Ivar and Alberdina had not been idle. Ivar had chopped such an enormous amount of wood that it came all the way to the top of the tower wall, and she guessed it was about three cords’ worth. Nor had that been all he’d done, since he’d obviously hunted, killed, gutted, skinned, and butchered that deer.
Alberdina had been hunting as well—food and herbs. She’d found wild onions, swathes of bee-balm to tuck under the bedrolls to repel bugs, a big cache of nuts, and the wild honey she’d given them to eat with their travel bread. How on earth she’d gotten the honey away from the bees, Delia had no idea, and was too tired to guess. She’d found a lot more as well, since she’d been tying bunches of bee-balm and herbs upside down all over the outside of the shelter, but Delia didn’t recognize what all of the plants were.
So Delia didn’t get to see anything of what the mages did to actually create the Gates. Just the results, which were that the four curved uprights glowed faintly once the sun set.

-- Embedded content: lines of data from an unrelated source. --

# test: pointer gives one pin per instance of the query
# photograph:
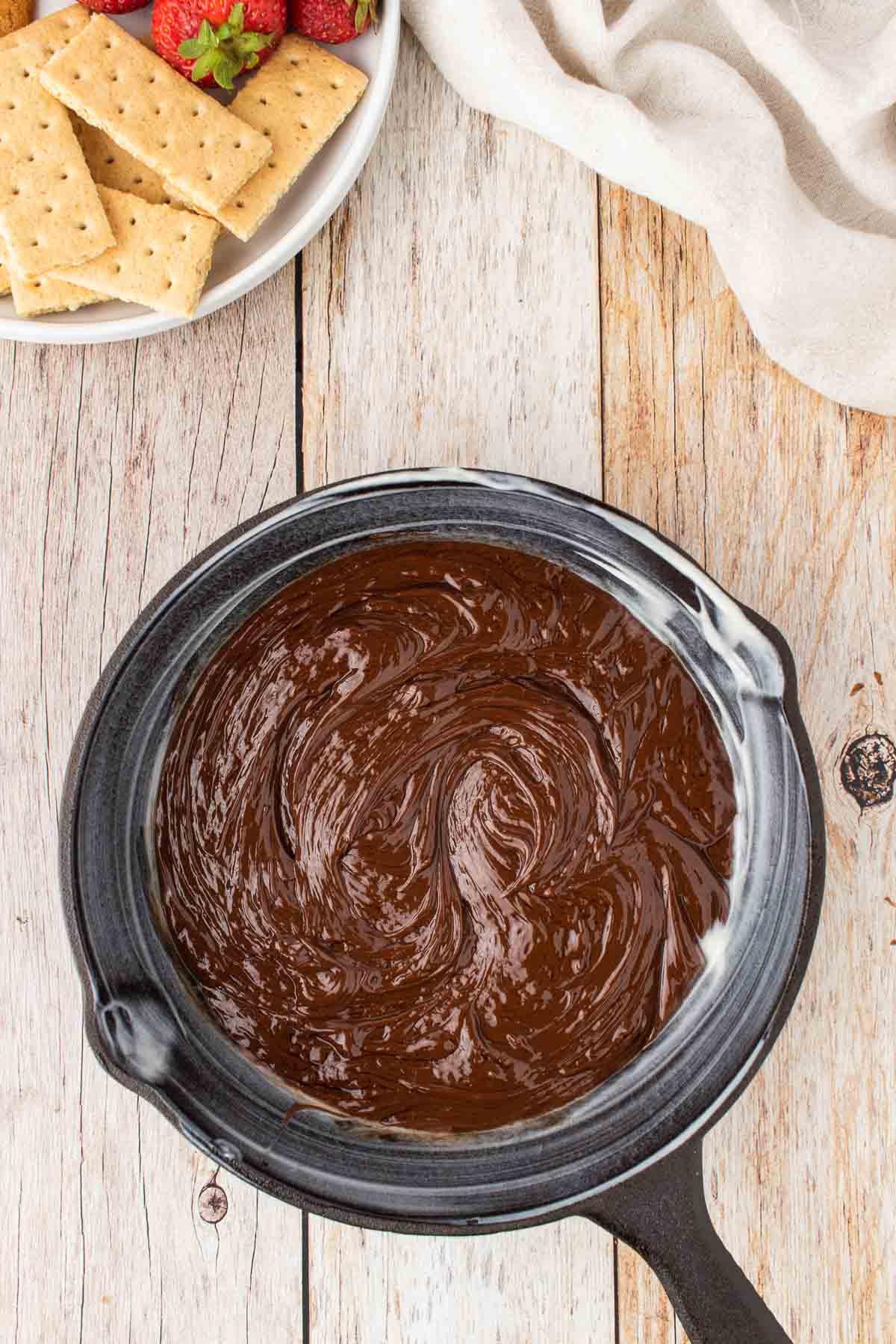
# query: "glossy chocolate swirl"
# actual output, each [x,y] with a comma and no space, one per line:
[438,833]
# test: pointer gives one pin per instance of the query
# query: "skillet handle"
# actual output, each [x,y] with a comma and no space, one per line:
[662,1214]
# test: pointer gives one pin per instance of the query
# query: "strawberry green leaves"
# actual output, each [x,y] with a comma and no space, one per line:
[225,52]
[364,10]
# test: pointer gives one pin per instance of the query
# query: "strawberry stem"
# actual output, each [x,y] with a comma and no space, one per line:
[223,52]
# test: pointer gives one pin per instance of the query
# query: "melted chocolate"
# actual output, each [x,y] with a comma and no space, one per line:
[438,833]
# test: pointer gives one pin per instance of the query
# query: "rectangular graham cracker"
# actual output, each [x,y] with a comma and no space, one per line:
[42,295]
[160,258]
[112,81]
[50,211]
[111,166]
[297,100]
[45,37]
[45,295]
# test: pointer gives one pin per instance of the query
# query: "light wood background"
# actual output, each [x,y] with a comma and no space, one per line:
[479,299]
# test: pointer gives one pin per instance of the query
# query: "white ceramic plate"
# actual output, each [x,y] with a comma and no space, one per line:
[240,267]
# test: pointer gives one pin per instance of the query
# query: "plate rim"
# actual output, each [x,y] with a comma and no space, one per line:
[38,331]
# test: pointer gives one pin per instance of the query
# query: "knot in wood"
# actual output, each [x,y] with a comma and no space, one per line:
[868,771]
[213,1203]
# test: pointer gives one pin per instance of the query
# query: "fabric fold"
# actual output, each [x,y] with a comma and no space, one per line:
[768,121]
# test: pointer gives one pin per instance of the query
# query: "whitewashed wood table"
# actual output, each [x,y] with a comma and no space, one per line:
[479,299]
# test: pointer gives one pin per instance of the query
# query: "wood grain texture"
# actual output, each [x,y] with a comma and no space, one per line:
[119,464]
[450,315]
[790,502]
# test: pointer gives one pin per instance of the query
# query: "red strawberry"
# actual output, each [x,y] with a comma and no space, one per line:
[210,42]
[332,20]
[114,6]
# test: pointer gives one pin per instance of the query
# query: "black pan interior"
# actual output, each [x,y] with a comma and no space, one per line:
[148,1028]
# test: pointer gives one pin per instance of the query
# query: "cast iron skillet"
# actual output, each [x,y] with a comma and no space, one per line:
[628,1155]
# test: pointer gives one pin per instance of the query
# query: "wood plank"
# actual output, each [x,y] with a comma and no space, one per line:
[791,503]
[117,464]
[450,316]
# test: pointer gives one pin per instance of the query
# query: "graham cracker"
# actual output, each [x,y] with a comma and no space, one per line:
[45,37]
[111,166]
[50,213]
[297,100]
[42,295]
[160,258]
[112,81]
[13,15]
[45,295]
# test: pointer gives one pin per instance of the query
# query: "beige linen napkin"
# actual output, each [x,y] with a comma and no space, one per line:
[768,121]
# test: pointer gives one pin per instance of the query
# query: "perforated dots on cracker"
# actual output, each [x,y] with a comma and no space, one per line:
[112,81]
[50,211]
[45,37]
[114,167]
[161,255]
[45,295]
[300,97]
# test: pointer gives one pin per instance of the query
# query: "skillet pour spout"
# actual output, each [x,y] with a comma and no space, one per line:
[628,1154]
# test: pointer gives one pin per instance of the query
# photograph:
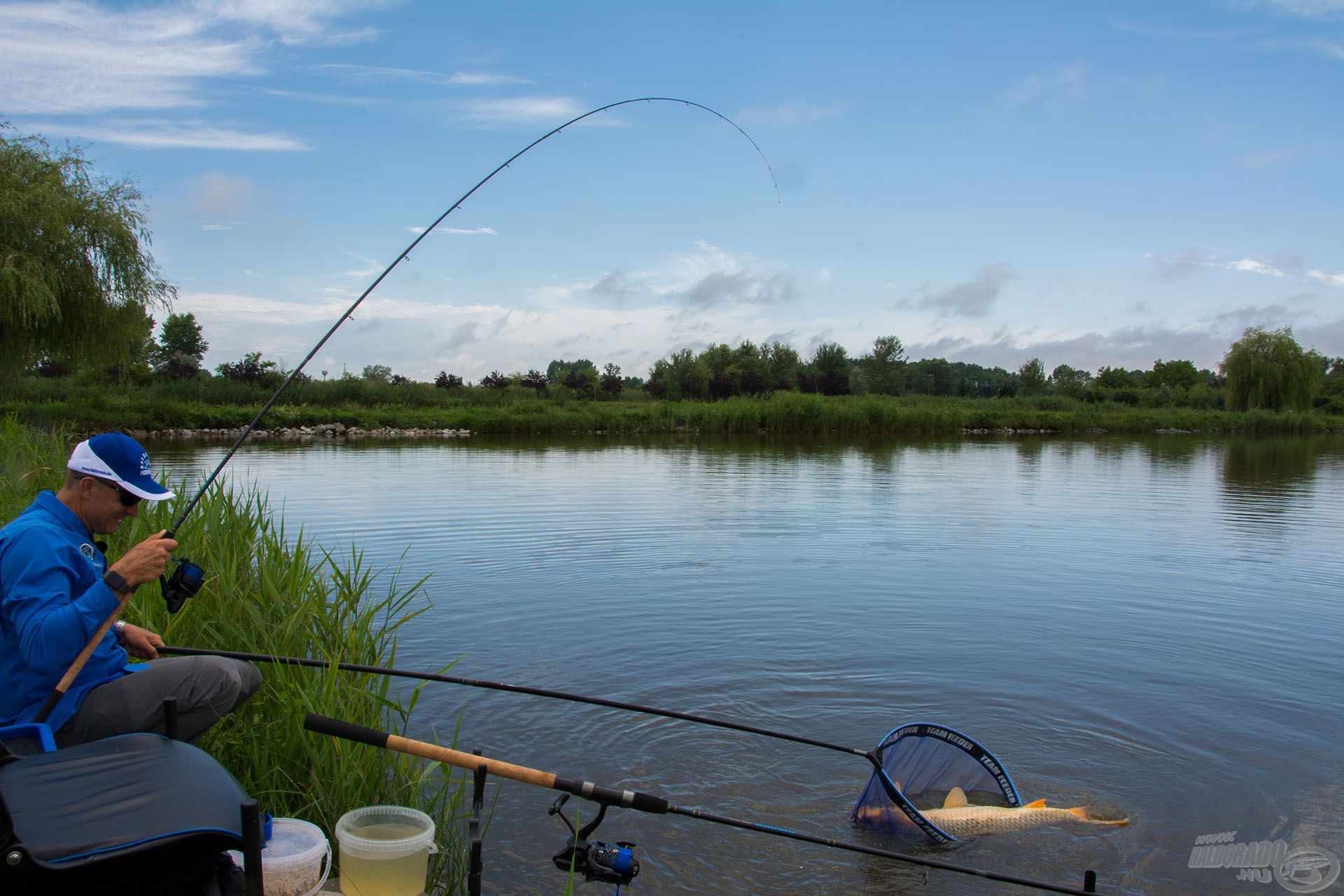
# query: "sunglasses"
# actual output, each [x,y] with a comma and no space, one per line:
[122,495]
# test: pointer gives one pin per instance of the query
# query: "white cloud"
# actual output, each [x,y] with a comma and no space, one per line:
[1191,260]
[1315,10]
[158,134]
[219,198]
[706,277]
[387,73]
[519,109]
[293,20]
[969,298]
[1331,280]
[83,58]
[1065,83]
[1253,266]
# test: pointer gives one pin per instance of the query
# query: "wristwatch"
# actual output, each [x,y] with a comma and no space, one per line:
[118,582]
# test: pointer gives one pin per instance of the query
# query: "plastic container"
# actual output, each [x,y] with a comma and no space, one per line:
[385,850]
[296,859]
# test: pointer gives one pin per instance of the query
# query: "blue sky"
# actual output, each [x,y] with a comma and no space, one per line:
[1089,183]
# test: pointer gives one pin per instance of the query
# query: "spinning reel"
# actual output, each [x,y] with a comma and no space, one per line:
[606,862]
[185,582]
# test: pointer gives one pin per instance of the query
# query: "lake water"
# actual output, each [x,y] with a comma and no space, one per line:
[1147,625]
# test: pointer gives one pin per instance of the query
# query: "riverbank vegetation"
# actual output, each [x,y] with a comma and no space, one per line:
[274,592]
[195,405]
[80,349]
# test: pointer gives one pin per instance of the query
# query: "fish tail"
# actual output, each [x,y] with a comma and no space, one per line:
[1081,813]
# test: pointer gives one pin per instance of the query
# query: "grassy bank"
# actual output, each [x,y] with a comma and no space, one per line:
[517,412]
[272,593]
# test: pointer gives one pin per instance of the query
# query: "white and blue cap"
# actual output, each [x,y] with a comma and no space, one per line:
[118,458]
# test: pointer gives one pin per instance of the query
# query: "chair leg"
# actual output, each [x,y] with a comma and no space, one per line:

She sat outside the shelter, which was full of equally tired mages, working s
lowly at the honey-soaked bread and the savory but tough venison. It was worth eating, however tough it was; those wild herbs that Alberdina had found gave it excellent flavor. Alberdina came to join her, and they gazed at the lake, the Gates, and the dark blue sky slowly going to black.
“Is this what it’s going to be like?” Delia asked, with the last piece of honey-soaked bread in her hand, nibbling at it slowly with tired jaws.
“You mean living out here, once we’re free of the Empire?” Alberdina asked. “Probably. Very probably. There’s going to be a lot of hard, physical labor, and everyone is going to have to pitch in. Your servants are going to be very busy doing other things than tending to you. You’re going to have to learn to wash clothing in a stream, and how to do your own mending. You’ll be set tasks like the ones I gave you yesterday and today, things that just need a pair of uneducated hands. It won’t be fun. It won’t be easy.”
“What if I just—don’t come along?” she asked in a small voice, because with the reality of what was going to happen setting in, living life out here in the middle of nowhere didn’t seem in the least attractive.
“Then when the Emperor finds out what we’ve done, and he will, who do you think he’ll take his wrath out on?” Alberdina countered. “It’ll be the ones who stay behind. The farmers and the laborers left, well, he might leave them alone, or he just might put everyone to the sword and move in an entire new population. But you? A known member of Kordas’s household? Anything you can imagine, it’ll be a hundred times worse.”
“So I don’t have a choice.” She felt like crying. What had Kordas and Isla gotten her into? She hadn’t asked for any of this.